Me gustan las romerías porque nos juntamos en el pueblo personas procedentes de toda España. La Extremadura en la diáspora saca músculo estos días y los emigrantes rememoran los viejos tiempos, aquellos en los que el agua corriente era un milagro. En las romerías extremeñas se ven banderas de Extremadura, incluso hay quienes las venden para llevarlas como pulseras, pero no es tema de discusión. Mientras haya buen vino de pitarra, lomo y jamón todo discurre en ambiente de sana camaradería. Nada de lazos amarillos de la discordia que si se quitan o se ponen.

La verdad es que en el terruño tenemos carencias pero cuando se trata de pasarlo bien aparcamos las disputas que haya. Como mucho reivindicamos un tren digno. Pero curiosamente a los que se les hace más caso son a los que más ruido generan y se portan peor, como los niños pequeños. Refrán: Y la gente por el prado no dejará de bailar, mientras suene una gaita o haya sidra en el lagar (Víctor Manuel).

martes, 4 de septiembre de 2018

Ser extremeño

Este verano en Cascais (Portugal) asistí a un festival folclórico al aire libre. Sobre el escenario se sucedían las agrupaciones vocales que interpretaban en la madrugada hermosas canciones de alabanza a la tierra. Cuando una de ellas entonó un homenaje al Alentejo vi cómo los ojos de varios espectadores se llenaban de lágrimas. No eran personas mayores, ni emigrantes, sino jóvenes que sentían a su comunidad muy dentro de su corazón. Les envidié.
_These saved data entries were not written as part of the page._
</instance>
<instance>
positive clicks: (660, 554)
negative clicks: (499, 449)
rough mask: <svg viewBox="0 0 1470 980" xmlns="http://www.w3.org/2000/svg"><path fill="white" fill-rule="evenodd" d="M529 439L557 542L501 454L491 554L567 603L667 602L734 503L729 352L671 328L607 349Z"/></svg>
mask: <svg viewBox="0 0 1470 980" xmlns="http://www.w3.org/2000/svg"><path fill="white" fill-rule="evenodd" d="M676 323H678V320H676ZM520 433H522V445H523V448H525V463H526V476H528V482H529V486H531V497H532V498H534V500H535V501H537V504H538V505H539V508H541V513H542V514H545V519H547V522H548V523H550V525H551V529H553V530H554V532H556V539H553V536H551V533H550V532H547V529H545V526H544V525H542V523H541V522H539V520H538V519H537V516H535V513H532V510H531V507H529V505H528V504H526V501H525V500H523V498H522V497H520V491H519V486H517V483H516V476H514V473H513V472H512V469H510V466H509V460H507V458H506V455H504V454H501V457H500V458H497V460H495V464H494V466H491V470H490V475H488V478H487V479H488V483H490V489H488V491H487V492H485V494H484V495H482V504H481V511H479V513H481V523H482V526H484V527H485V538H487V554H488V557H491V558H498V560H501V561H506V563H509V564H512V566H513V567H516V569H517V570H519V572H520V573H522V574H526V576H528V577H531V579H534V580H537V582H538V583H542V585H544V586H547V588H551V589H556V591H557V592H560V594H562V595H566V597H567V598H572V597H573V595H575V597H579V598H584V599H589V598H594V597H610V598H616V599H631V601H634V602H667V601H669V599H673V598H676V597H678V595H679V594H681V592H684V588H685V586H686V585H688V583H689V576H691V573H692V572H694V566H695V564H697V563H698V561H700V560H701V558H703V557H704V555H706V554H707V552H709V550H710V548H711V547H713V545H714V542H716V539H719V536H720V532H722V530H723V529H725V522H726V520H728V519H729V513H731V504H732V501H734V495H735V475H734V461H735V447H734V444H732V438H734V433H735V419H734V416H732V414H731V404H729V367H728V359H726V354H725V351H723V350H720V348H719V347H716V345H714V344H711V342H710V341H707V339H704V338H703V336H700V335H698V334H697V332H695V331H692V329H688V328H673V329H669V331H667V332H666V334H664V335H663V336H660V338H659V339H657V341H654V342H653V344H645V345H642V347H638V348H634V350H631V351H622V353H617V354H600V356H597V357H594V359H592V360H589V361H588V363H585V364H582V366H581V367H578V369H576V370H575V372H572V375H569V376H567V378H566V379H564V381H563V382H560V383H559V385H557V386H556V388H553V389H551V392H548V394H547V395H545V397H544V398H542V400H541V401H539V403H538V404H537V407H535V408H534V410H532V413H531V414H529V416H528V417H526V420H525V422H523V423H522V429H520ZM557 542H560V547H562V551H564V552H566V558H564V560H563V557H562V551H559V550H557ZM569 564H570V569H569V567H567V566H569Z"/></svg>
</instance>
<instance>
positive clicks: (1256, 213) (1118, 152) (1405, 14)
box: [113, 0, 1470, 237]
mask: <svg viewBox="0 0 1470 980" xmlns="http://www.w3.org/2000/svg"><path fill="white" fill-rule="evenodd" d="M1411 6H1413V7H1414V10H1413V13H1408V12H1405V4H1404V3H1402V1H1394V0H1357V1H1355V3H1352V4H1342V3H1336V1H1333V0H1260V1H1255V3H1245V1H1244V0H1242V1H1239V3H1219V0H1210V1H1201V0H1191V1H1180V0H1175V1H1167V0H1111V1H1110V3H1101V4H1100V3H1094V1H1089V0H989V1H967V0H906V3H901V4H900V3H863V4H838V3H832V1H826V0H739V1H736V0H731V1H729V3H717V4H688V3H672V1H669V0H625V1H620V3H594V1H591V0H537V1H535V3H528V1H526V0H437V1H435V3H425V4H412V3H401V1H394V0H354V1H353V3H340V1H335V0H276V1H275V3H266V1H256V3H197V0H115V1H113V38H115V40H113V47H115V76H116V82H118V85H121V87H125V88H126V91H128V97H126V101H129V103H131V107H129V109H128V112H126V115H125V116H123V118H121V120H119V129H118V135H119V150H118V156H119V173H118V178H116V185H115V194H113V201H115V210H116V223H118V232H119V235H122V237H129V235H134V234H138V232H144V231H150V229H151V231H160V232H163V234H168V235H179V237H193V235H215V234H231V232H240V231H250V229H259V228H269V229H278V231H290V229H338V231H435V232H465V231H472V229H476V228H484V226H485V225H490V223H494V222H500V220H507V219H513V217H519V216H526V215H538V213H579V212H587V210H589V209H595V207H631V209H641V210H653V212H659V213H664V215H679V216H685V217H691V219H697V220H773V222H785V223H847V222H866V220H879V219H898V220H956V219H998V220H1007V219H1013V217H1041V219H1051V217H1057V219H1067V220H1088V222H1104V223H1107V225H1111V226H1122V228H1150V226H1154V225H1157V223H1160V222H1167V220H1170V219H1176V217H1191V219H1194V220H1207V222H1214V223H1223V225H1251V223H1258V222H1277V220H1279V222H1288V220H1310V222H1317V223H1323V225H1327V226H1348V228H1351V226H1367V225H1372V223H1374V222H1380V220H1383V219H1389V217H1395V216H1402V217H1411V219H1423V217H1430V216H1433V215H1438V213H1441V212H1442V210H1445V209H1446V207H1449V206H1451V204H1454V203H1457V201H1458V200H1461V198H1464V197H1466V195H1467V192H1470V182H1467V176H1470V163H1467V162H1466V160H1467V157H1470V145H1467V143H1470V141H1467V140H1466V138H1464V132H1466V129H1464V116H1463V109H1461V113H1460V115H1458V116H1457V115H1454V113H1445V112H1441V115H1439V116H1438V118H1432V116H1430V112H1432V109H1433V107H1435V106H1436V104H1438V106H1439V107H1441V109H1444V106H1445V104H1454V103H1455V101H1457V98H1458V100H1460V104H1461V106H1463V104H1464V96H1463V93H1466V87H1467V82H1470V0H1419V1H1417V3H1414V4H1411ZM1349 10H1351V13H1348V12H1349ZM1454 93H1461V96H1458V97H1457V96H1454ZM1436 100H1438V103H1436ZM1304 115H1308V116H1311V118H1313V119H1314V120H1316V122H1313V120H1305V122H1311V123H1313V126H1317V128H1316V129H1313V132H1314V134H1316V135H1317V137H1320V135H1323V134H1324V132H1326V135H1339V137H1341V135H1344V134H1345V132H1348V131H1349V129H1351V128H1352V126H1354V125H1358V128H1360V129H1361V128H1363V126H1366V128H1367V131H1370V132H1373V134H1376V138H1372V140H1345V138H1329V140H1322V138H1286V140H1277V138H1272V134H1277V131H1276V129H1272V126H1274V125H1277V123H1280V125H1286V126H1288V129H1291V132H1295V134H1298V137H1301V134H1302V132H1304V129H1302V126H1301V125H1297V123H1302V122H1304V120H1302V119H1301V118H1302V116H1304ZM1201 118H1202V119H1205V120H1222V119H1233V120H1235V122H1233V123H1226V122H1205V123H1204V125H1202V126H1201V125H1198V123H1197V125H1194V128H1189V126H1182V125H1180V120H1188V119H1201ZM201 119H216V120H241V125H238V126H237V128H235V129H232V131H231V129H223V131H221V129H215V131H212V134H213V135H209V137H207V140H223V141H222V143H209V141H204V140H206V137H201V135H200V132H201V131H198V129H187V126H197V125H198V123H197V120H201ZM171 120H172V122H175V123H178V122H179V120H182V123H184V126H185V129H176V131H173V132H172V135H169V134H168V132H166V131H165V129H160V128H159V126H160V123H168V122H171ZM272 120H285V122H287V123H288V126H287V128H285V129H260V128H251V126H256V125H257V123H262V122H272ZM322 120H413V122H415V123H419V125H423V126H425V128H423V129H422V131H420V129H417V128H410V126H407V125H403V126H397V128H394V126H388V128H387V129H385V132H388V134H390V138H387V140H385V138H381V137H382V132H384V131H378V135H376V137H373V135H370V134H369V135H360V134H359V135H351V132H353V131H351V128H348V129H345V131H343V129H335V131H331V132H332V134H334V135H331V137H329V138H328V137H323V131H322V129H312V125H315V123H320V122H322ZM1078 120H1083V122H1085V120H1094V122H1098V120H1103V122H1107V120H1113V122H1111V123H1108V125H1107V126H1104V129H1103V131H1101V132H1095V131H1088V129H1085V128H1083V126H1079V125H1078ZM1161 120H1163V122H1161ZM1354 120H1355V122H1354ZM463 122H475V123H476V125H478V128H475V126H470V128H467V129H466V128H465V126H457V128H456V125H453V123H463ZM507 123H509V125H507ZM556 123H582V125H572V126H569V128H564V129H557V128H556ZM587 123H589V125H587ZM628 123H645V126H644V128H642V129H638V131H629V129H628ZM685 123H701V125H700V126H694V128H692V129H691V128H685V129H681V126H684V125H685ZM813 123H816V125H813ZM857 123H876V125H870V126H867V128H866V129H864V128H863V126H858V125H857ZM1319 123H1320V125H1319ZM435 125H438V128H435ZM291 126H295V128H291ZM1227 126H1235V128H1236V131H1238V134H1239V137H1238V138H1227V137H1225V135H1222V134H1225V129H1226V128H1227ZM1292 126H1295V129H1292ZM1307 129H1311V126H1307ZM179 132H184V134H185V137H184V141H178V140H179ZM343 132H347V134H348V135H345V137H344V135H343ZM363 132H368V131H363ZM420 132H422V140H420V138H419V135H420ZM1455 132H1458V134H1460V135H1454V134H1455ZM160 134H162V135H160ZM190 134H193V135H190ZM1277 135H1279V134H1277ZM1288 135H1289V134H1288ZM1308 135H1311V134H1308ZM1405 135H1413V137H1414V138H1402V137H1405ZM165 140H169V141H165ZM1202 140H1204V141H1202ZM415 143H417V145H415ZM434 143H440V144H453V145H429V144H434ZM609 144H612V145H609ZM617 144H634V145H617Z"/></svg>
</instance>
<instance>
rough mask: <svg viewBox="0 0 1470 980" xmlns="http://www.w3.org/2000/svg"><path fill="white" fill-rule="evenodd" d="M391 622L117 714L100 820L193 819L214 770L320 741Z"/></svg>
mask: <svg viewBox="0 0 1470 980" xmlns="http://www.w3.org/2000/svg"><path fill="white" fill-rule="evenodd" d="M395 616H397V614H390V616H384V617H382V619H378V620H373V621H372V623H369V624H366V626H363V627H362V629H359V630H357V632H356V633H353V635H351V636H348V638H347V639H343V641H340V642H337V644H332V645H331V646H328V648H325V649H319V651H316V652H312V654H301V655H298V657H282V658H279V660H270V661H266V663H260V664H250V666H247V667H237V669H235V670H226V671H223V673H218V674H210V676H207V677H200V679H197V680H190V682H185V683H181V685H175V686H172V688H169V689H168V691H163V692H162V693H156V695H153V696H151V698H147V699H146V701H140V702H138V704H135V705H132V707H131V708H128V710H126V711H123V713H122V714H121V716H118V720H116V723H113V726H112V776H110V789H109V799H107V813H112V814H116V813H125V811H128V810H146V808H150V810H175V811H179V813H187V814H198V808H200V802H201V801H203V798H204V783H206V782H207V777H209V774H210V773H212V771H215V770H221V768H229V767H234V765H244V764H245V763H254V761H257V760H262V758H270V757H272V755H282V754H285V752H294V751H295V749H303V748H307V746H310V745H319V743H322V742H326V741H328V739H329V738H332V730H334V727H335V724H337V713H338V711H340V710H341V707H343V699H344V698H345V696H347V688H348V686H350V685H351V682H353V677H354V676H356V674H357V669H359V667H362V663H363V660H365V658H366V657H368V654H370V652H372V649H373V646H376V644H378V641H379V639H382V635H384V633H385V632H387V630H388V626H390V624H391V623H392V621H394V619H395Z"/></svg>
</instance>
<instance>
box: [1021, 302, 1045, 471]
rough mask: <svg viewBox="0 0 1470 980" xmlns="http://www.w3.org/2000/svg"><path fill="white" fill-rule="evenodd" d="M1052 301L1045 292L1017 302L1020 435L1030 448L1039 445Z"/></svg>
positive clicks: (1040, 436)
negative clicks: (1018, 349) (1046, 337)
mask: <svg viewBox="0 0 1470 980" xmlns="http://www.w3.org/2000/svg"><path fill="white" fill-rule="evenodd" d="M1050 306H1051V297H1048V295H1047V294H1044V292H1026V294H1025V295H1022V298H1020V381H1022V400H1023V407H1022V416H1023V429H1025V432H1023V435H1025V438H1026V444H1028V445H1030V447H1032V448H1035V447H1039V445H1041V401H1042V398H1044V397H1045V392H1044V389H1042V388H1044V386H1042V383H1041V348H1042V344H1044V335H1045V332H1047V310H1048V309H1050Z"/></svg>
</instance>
Ahora que se acerca el Día de Extremadura me gustaría saber cuán dentro de nosotros está el sentimiento de pertenencia a la región y si éste no se está diluyendo a medida que transcurren las generaciones. A lo largo de mis casi treinta años en la región he conocido de todo. Desde para quienes nacer en Extremadura ha sido solo una anécdota en sus vidas hasta quienes hacen gala a diario de esta condición. Aunque de estos últimos su número se reduce.

Me apena cuando el sentirse extremeño sólo sale a relucir en situaciones de adversidad o emigración. Los extremeños en la tercera provincia son como una piña, pero ¿lo somos dentro de nuestra propia comunidad autónoma? Tendríamos que ser más reivindicativos y estar más unidos en lo que verdaderamente importa. No podemos relegar la protesta y el pataleo para cuando la situación es ya una vergüenza pública, como sucede con nuestro vetusto tren.

Me gustaría que nuestra región fuera mucho más que un reservorio de votos y que pegara sobre la mesa un gran puñetazo para que se pudieran fijar en ella las demás comunidades. Tenemos talento, recursos, naturaleza bien conservada… ¿por qué entonces estamos relegados a este ostracismo en vida?

El viernes 7 de septiembre todo serán parabienes, pero me gustaría de una vez por todas abandonar este síndrome eterno de furgón de cola. Refrán: Buena fama merece, quien por su patria muere.